I Rainey scossero entrambi il capo.
“Posso?” chiese Keri indicando le foto sul tavolo.
Carolyn annuì. Keri raccolse la catasta e si mise a guardarle. Jessica Rainey era una ragazzina di dodici anni dall’aspetto assolutamente normale, con un sorriso aperto, gli occhi scintillanti della madre, e i selvaggi capelli castani del padre.
“Seguiremo ogni pista possibile,” li rassicurò Ray. “Ma non voglio che saltiate a conclusioni, per il momento. C’è ancora la possibilità che si tratti solo di un’incomprensione. In questa comunità non vengono registrate scomparse di bambini da molto più di due anni, perciò non vogliamo fare supposizioni di nessun tipo, a questo punto.”

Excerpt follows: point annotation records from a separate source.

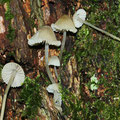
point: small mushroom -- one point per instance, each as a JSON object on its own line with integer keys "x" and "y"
{"x": 45, "y": 34}
{"x": 64, "y": 24}
{"x": 54, "y": 60}
{"x": 94, "y": 82}
{"x": 54, "y": 88}
{"x": 79, "y": 19}
{"x": 13, "y": 75}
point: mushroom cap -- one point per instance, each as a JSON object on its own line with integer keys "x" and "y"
{"x": 44, "y": 34}
{"x": 54, "y": 60}
{"x": 9, "y": 69}
{"x": 64, "y": 23}
{"x": 81, "y": 13}
{"x": 52, "y": 88}
{"x": 93, "y": 87}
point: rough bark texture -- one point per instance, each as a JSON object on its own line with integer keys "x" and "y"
{"x": 43, "y": 12}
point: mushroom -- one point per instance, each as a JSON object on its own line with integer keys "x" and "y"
{"x": 79, "y": 19}
{"x": 54, "y": 88}
{"x": 13, "y": 75}
{"x": 64, "y": 24}
{"x": 54, "y": 60}
{"x": 94, "y": 82}
{"x": 45, "y": 34}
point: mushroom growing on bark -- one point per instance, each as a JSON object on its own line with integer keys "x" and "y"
{"x": 54, "y": 61}
{"x": 64, "y": 24}
{"x": 54, "y": 88}
{"x": 45, "y": 34}
{"x": 79, "y": 19}
{"x": 13, "y": 75}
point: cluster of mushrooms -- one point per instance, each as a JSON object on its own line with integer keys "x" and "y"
{"x": 46, "y": 34}
{"x": 13, "y": 74}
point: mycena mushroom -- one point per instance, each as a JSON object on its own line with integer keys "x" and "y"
{"x": 79, "y": 18}
{"x": 54, "y": 61}
{"x": 13, "y": 75}
{"x": 45, "y": 34}
{"x": 54, "y": 88}
{"x": 64, "y": 24}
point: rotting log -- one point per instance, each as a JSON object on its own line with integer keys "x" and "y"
{"x": 42, "y": 12}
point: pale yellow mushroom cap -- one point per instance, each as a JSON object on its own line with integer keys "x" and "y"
{"x": 44, "y": 34}
{"x": 9, "y": 69}
{"x": 54, "y": 60}
{"x": 64, "y": 23}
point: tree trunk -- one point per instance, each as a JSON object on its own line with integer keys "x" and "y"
{"x": 26, "y": 21}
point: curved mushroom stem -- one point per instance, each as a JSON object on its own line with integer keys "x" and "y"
{"x": 56, "y": 72}
{"x": 62, "y": 45}
{"x": 106, "y": 33}
{"x": 5, "y": 95}
{"x": 46, "y": 63}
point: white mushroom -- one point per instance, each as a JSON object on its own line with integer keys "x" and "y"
{"x": 64, "y": 24}
{"x": 54, "y": 88}
{"x": 79, "y": 19}
{"x": 45, "y": 34}
{"x": 54, "y": 61}
{"x": 13, "y": 75}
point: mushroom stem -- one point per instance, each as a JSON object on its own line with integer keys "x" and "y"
{"x": 5, "y": 95}
{"x": 62, "y": 45}
{"x": 106, "y": 33}
{"x": 46, "y": 63}
{"x": 56, "y": 72}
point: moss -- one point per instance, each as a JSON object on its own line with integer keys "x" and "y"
{"x": 11, "y": 33}
{"x": 97, "y": 54}
{"x": 30, "y": 95}
{"x": 1, "y": 66}
{"x": 9, "y": 16}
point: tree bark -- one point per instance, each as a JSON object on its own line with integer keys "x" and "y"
{"x": 43, "y": 12}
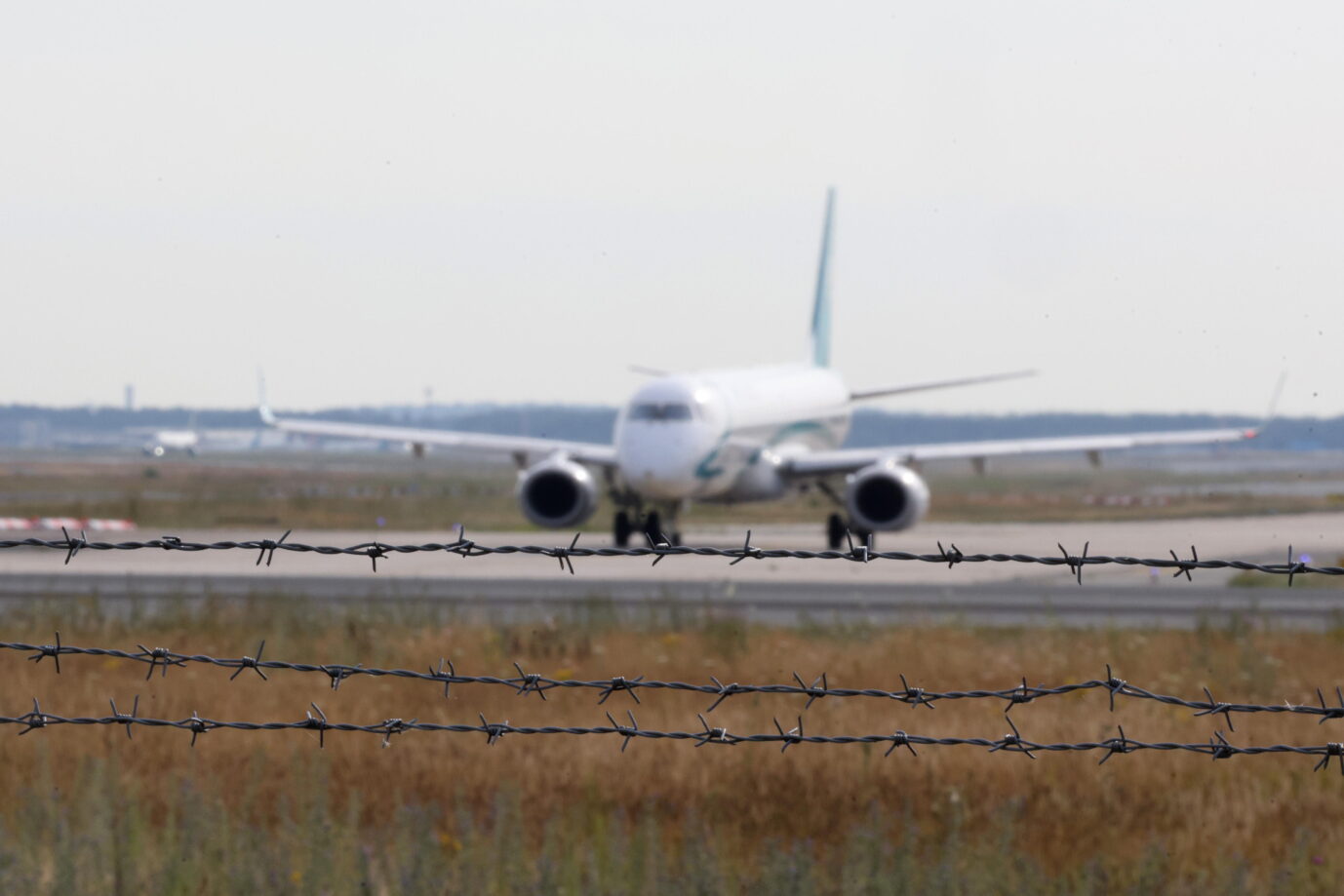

“Lo apprezzo,” disse Carolyn Rainey. “Ma Jess non è il tipo di ragazzina che corre da un’amica e lascia tutta la sua roba a bordo strada. E non si separerebbe mai volontariamente dal telefonino. Non è da lei.”
Ray non replicò. Keri sapeva che si era sentito obbligato a suggerire altre possibilità. E di solito lui era molto meno propenso di Keri a saltare alla teoria del rapimento. Ma persino lui aveva problemi ad arrivare a ragioni legittime che avrebbero fatto abbandonare a Jess tutte le sue cose.
“Va bene se prendiamo qualcuna di queste foto?” chiese Keri rompendo il silenzio imbarazzato. “Vogliamo farle circolare tra le forze dell’ordine.”
“Certo. Prendetele tutte, se volete,” disse Carolyn.
“Tutte no,” disse Tim prendendone una dalla pila. Era la prima volta che parlava da quando si erano messi tutti a sedere. “Vorrei tenere questa, se potete farne a meno.”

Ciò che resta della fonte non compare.